Synopses & Reviews
Aphra Behn was among the wittiest and most prolific playwrights of her day
The Rover is the most popular of Behn's plays, a comedy set in a 17th century Spanish colony during carnival time. Scenes of infidelity, elopement and seduction are juxtaposed with images of elaborate sword play creating a mood of frantic, endless celebration.
In The Rover, Behn recreates a male-dominated society but responds with clear-sighted and sympathetic portrayal of the female predicament. The female voice gave the play a distinctiveness in its time and portrays "the fine line drawn and doodled around between the brutality of rape and the art of seduction" (Michael Coveney, Financial Times).
The Rover was revived by the RSC in 1986, directed by John Barton with Jeremy Sams and Imogen Stubbs in the lead roles.
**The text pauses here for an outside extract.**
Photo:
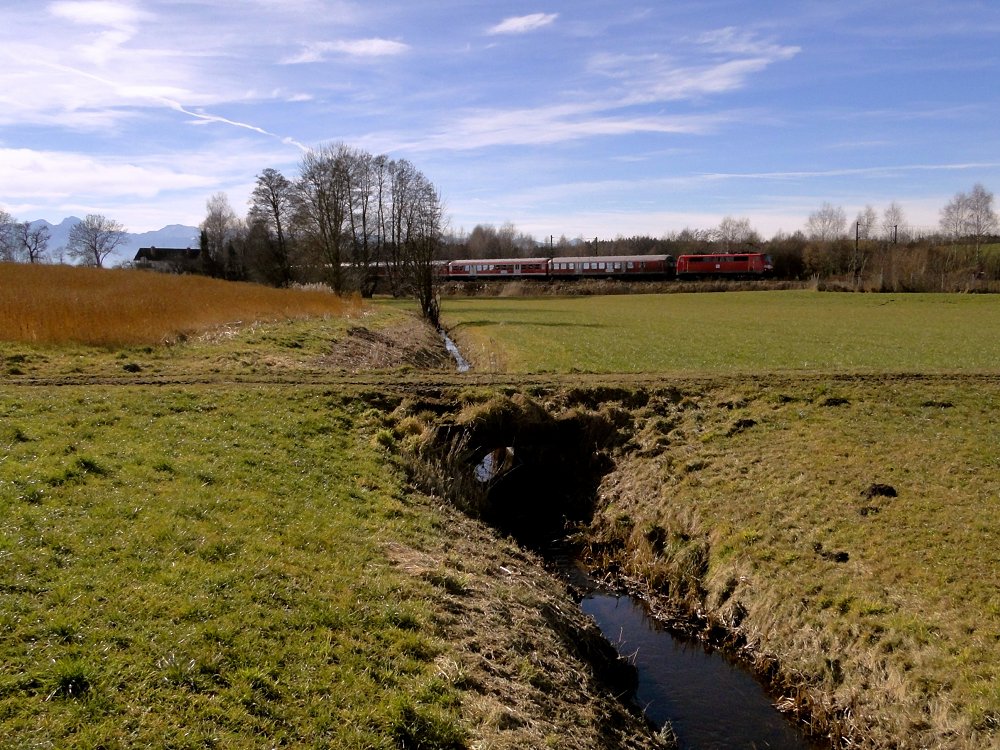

This volume contains expert notes on the author's life and work, historical and political background to the play and a glossary of difficult words and phrases.
"Masterpieces are not single and solitary births; they are the outcome of many years of thinking in common…All women together ought to let flowers fall upon the tomb of Aphra Behn." (Virginia Woolf on Aphra Behn)
This work is the best known and most frequently performed play by the 17th-century poet, novelist and playwright, Aphra Behn, and is set in a 17th-century Spanish colony during carnival time. Three sisters, dissatisfied with their destinies, wander in search of tolerable husbands.